2. Mülga 556 sayılı KHK’nın 8 nci maddesinin birinci fıkrasının (b) bendi.
3. Değerlendirme
1.Bölge adliye mahkemelerinin nihai kararlarının bozulması 6100 sayılı Kanun’un 371 inci maddesinde yer alan sebeplerden birinin varlığı hâlinde mümkündür.

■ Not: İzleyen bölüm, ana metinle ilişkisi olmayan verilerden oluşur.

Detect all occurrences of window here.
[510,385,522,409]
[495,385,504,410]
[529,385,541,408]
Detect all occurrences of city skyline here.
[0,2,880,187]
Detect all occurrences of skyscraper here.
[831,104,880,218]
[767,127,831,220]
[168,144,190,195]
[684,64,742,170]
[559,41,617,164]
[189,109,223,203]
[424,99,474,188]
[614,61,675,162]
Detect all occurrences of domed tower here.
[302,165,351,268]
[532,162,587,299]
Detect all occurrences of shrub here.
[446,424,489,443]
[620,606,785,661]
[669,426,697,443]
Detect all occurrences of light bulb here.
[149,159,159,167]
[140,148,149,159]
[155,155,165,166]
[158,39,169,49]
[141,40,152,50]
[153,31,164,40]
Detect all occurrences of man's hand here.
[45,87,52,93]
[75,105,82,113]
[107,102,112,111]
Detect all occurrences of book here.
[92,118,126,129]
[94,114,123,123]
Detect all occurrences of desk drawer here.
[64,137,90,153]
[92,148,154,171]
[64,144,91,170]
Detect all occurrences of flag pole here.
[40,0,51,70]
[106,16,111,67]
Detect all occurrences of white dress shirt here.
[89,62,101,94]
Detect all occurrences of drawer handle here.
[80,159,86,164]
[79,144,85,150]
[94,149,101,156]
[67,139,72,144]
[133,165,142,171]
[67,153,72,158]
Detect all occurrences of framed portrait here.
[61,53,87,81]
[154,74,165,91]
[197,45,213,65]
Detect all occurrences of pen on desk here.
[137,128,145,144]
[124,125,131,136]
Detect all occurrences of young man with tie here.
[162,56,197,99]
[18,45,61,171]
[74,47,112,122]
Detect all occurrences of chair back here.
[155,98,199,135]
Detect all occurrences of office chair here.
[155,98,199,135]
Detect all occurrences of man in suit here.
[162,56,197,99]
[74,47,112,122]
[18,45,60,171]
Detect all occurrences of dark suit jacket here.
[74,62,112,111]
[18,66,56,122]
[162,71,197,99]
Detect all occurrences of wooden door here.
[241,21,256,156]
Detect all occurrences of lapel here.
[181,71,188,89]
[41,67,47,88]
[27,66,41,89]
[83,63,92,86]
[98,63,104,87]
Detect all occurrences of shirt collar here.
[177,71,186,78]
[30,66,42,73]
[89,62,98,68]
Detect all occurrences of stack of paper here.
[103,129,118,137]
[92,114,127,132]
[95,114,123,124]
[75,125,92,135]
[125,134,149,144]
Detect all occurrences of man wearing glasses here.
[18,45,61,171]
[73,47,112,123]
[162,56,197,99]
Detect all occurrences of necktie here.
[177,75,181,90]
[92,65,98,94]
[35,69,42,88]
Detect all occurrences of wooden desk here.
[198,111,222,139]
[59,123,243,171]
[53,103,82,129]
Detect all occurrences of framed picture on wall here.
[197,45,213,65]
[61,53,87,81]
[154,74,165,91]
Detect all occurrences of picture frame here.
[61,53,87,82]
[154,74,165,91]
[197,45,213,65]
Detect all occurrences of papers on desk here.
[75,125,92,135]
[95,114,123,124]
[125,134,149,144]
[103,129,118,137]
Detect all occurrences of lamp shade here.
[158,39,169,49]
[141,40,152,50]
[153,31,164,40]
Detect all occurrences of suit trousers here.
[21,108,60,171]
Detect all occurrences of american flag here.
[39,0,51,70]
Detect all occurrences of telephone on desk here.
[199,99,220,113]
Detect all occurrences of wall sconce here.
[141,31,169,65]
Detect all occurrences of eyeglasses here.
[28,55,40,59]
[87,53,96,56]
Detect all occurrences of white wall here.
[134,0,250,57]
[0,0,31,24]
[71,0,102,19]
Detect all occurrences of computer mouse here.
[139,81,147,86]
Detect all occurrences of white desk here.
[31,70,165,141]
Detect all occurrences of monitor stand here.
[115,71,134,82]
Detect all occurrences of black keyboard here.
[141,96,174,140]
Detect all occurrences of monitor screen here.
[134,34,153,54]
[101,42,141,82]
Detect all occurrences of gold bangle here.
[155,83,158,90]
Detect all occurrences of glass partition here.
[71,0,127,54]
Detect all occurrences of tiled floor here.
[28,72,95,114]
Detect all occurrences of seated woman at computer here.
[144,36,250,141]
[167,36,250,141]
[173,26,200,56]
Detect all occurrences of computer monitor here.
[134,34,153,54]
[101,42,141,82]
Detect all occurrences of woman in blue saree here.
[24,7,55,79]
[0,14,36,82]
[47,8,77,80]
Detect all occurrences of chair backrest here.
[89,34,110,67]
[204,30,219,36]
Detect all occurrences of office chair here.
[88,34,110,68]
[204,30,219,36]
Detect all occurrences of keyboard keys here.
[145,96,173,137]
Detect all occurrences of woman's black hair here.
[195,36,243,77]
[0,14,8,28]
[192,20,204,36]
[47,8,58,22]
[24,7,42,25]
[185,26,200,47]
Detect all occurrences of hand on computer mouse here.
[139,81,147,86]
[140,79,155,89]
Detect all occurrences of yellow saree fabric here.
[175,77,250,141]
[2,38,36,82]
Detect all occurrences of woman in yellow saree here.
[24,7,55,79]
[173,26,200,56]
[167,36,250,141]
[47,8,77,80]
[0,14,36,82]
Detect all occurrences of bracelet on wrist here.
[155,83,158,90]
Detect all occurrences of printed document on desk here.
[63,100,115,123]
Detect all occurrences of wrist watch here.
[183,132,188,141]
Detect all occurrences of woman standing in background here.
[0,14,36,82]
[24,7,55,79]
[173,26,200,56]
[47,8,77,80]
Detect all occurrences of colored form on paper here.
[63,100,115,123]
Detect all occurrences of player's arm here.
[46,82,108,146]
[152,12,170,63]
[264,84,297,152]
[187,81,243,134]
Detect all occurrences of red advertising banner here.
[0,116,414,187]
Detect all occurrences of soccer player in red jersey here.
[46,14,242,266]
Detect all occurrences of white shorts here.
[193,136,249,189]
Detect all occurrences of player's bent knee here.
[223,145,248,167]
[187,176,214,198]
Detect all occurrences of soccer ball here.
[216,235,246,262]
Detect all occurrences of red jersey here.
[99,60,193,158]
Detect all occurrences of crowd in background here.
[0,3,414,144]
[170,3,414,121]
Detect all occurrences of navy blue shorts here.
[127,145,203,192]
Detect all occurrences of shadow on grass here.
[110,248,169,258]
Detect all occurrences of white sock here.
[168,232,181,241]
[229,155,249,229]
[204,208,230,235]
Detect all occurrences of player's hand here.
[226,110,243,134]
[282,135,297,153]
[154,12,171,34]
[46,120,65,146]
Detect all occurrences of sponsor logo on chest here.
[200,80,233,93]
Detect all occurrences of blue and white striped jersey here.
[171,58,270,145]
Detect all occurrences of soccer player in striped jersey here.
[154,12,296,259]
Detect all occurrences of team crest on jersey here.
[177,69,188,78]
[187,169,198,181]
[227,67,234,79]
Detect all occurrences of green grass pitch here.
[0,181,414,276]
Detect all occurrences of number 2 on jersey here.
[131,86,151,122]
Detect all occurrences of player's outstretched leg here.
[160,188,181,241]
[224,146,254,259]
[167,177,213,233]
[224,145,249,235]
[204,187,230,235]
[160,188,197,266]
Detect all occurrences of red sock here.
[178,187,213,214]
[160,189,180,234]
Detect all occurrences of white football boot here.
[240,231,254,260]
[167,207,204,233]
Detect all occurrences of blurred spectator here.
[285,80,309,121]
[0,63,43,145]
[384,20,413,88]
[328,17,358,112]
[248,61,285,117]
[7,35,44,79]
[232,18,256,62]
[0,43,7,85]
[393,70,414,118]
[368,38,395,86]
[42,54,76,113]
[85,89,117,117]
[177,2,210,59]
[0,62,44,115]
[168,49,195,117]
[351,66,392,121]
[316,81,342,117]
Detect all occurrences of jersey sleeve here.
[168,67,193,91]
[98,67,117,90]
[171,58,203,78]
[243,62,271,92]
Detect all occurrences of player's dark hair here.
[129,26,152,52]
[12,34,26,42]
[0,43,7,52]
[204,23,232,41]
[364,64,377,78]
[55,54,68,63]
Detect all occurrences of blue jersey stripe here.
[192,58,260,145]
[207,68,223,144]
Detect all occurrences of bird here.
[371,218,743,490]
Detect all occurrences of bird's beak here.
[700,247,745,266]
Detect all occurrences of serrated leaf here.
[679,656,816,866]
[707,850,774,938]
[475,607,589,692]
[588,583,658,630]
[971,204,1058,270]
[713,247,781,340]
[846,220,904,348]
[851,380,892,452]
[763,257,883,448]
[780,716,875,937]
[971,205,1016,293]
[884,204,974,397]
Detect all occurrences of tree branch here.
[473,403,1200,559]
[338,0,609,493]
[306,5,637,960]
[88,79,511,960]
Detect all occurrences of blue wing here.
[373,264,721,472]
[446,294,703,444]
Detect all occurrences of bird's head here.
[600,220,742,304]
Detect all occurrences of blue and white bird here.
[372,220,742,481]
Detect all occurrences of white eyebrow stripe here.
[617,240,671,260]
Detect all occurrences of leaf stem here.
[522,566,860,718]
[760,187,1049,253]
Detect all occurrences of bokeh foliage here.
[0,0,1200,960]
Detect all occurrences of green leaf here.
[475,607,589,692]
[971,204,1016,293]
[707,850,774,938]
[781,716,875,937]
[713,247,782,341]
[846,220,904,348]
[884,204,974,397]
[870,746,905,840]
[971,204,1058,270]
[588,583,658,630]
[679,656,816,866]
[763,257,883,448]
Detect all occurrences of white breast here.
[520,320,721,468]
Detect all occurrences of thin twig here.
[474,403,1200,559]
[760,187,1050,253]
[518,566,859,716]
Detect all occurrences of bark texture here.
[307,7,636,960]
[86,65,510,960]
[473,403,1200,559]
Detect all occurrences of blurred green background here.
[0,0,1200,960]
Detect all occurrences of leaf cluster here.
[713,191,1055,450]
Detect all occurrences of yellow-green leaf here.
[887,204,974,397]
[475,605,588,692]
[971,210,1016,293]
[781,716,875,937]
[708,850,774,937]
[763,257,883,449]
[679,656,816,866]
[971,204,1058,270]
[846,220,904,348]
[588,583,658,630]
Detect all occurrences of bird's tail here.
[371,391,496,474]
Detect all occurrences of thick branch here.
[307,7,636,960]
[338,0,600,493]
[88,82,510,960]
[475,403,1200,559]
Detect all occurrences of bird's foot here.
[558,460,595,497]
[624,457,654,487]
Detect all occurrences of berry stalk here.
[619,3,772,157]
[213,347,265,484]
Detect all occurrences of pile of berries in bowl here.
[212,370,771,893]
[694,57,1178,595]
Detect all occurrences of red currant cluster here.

2.Temyizen incelenen karar, tarafların karşılıklı iddia ve savunmalarına, dayandıkları belgelere, uyuşmazlığa uygulanması gereken hukuk kuralları ile hukuki ilişkinin nitelendirilmesine, dava şartlarına, yargılama ve ispat kuralları ile kararda belirtilen gerekçelere göre usul ve kanuna uygun olup davacı vekilince temyiz dilekçesinde ileri sürülen nedenler kararın bozulmasını gerektirecek nitelikte görülmemiştir.
VI. KARAR
Açıklanan sebeplerle;
Temyiz olunan Bölge Adliye Mahkemesi kararının 6100 sayılı Kanun’un 370 inci maddesinin birinci fıkrası uyarınca ONANMASINA,
Aşağıda yazılı temyiz giderinin temyiz edene yükletilmesine,
Dosyanın İlk Derece Mahkemesine, kararın bir örneğinin Bölge Adliye Mahkemesine gönderilmesine,
03.04.2023 tarihinde oy birliğiyle karar verildi.